A partir de minha
estada em Cafarnaum, a semente de minha predicação parecia haver chegado ao
ponto da sementeira, pois o povo acudia cada vez mais pressuroso a ouvir minhas
palavras e mais disposto parecia também para a aceitação, na prática, dos
ensinamentos que iam assim recebendo.
Cafarnaum, terra
querida, albergue de meus melhores momentos, desde que abandonado havia as
terras dos pagãos. Muitas vezes a idéia e o afeto voaram para ti em meus
momentos de angústia!... Quando, entrado eu no desfiladeiro inexorável que não
tinha outra saída para mim senão a do calvário e da cruz, a lembrança de tuas
noites agradáveis, rodeado pelo mistério dessas horas silenciosas e pelo
ambiente de terna veneração com que me distinguiam os simples pescadores de
tuas margens, enchia minha alma de doce melancolia, fazendo-me exclamar ao
mesmo tempo:
— Há também amor, há
sentimentos ternos e benévolos nesta mísera morada terrestre e eles farão que
não se torne estéril o sacrifício de minha tranqüilidade e de minha vida! —
Quando o pensamento dulcíssimo da amorosa contemplação desse passado, tão
próximo ainda, levantava diante de meus olhos a apinhada multidão de pequenos
semblantes sorridentes e olhares angélicos, de mães carinhosas simbolizando a
própria ternura, tímidas jovenzinhas e galhardos e formosos mancebos, pais de
olhar indulgente e veneráveis anciãos, formando uma grinalda brilhante e viva,
pendente toda ela da palavra ungida do Filho de Deus, e mais do que nunca
nesses momentos o era, então parecia por um momento querer meu espírito fechar
os olhos ao brilho da luz que me apontava o caminho da redenção passando pela
ponte do martírio, porém, ao
mesmo tempo surgia todo o vigor desse brilhante princípio para amparar-me e
estimular-me para o êxito no porvir.

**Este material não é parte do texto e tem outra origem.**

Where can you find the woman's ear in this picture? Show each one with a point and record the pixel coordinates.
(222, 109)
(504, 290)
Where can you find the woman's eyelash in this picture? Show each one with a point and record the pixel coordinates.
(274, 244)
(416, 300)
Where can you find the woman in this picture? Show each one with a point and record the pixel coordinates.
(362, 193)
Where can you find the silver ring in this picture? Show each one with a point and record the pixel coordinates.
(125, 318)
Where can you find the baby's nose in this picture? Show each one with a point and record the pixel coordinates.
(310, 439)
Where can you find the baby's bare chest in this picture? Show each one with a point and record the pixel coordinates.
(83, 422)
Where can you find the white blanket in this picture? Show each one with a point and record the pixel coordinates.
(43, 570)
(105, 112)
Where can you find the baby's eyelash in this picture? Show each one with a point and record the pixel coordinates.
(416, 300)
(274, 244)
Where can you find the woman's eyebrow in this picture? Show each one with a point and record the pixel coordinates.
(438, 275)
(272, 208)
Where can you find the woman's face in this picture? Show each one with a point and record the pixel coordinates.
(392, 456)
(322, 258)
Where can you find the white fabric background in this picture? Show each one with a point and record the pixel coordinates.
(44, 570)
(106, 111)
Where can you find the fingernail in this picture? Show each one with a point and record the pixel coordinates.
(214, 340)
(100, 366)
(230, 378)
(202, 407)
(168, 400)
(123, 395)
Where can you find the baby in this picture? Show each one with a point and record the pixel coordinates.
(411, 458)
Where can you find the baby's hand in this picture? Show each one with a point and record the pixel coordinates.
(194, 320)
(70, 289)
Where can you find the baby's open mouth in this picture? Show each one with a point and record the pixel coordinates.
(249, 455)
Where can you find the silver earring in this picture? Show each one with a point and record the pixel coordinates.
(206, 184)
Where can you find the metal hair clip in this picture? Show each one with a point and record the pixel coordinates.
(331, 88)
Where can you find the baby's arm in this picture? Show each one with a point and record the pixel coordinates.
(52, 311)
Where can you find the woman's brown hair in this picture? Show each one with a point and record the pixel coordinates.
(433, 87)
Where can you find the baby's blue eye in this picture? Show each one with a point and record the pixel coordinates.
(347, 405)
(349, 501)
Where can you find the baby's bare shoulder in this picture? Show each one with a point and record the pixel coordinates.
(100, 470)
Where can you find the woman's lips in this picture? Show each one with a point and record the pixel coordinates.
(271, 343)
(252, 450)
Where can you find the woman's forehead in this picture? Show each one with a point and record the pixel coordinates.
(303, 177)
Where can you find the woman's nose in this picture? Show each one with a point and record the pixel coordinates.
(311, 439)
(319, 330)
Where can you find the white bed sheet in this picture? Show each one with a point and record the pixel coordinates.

Todo esse amor, todo esse sentimento e as
aspirações vagas, porém unânimes, a um mundo melhor, que fixas em seus olhares
me haviam demonstrado a porção mais sincera desse povo, eram para mim a prova
evidente do caminho que devia seguir.
O fim que me
aguardava resultava demasiado evidente e tampouco tratava de ocultar-mo. Em vez
disso, havia-me firmado no deliberado propósito de ir de encontro à morte, que
por lei correspondia a todo aquele que ensinasse e propagasse doutrinas contrárias
à religião do Estado, tanto mais arrogando-me eu o título pretensioso de Filho
de Deus.
Certamente uma força
invencível agia nas profundidades de minha consciência, elevando meu espírito a
tais condições de superioridade sobre o finito que me rodeava, que as
brilhantes aspirações de minha alma tomavam a eficaz aparência da própria realidade,
vendo-se então meu ser pairar na imensidade do amor e da verdade eterna, no
próprio seio das grandiosas manifestações do Pai, de quem me sentia realmente o
enviado.
Filho de Deus
resultava realmente, segundo a idéia messiânica e pelas extraordinárias
coincidências que haviam rodeado meu nascimento e as que também na idade adulta
e viril acompanhavam a minha pessoa.
Coincidências disse,
mas no reino de meu Pai, que o Universo inteiro comporta, nada por coincidência
sucede, porquanto a mais leve brisa e o diminuto grão de areia não se movem sem
sua vontade. O messianismo, portanto, e a filiação divina deviam confundir-se
em uma entidade só, como o era, isto é: na pessoa de Jesus.
Toda a abnegação e
grandeza de alma que tal estado comportava, somente a mesma pessoa de Jesus,
assim iluminada, amparada e elevada, podia valorizá-lo, dando-lhe também sua prática
execução. Por isso mesmo vinha já preparado, antes de seu nascimento, mediante
numerosas e elevadas alianças no Senhor, que lhe deviam aplainar o caminho da
redenção humana, iluminando-o também e amparando-o em tão árdua missão. Este propósito
que guiara o Messias em sua vinda à Terra, é hoje o mesmo de então; o
pensamento primordial que abriga em seu ser, e a ele, agora como antes,
avassala tudo o mais, que outra cousa não comporta senão o meio e o tempo para
a semeadura e a colheita da semente do amor fraternal, em que devem alimentar-se,
fortalecer-se e engrandecer-se até alcançar o reino de meu Pai.
Felizes os que por
tal caminho marcham, porque deles será o porvir, que somente a obra do amor há
de ser. Certamente estreita é a porta que até o Pai leva, ao passo que espaçosa
vê-se a que à perdição conduz.
Vós, avezinhas sois
que os primeiros passos haveis dado já pelas vias do Senhor, mas não
intentastes ainda o auxílio de vossas asas. O amor são vossas asas, apoiai-vos
pois nelas e levantai-vos acima das estreitezas do caminho, para chegar ao ninho
onde o cálido afeto de quem vos deu o ser vos aguarda; Pai, é esse que jamais
olvida a suas criaturas, porquanto pequeninos e fracos ante Ele sempre hão de
ser, como sempre vós, como eu, sempre filhos de Deus, fostes, sois e sereis.
Filhos meus queridos,
compreendei pois de uma vez, que o amor a única base há de ser que sobre si
comporte o peso do inteiro porvir vosso. As obras inspiradas assim, sobre o
amor de nosso próximo, devem levar consigo o suave aroma do sentimento que lhes
deu vida.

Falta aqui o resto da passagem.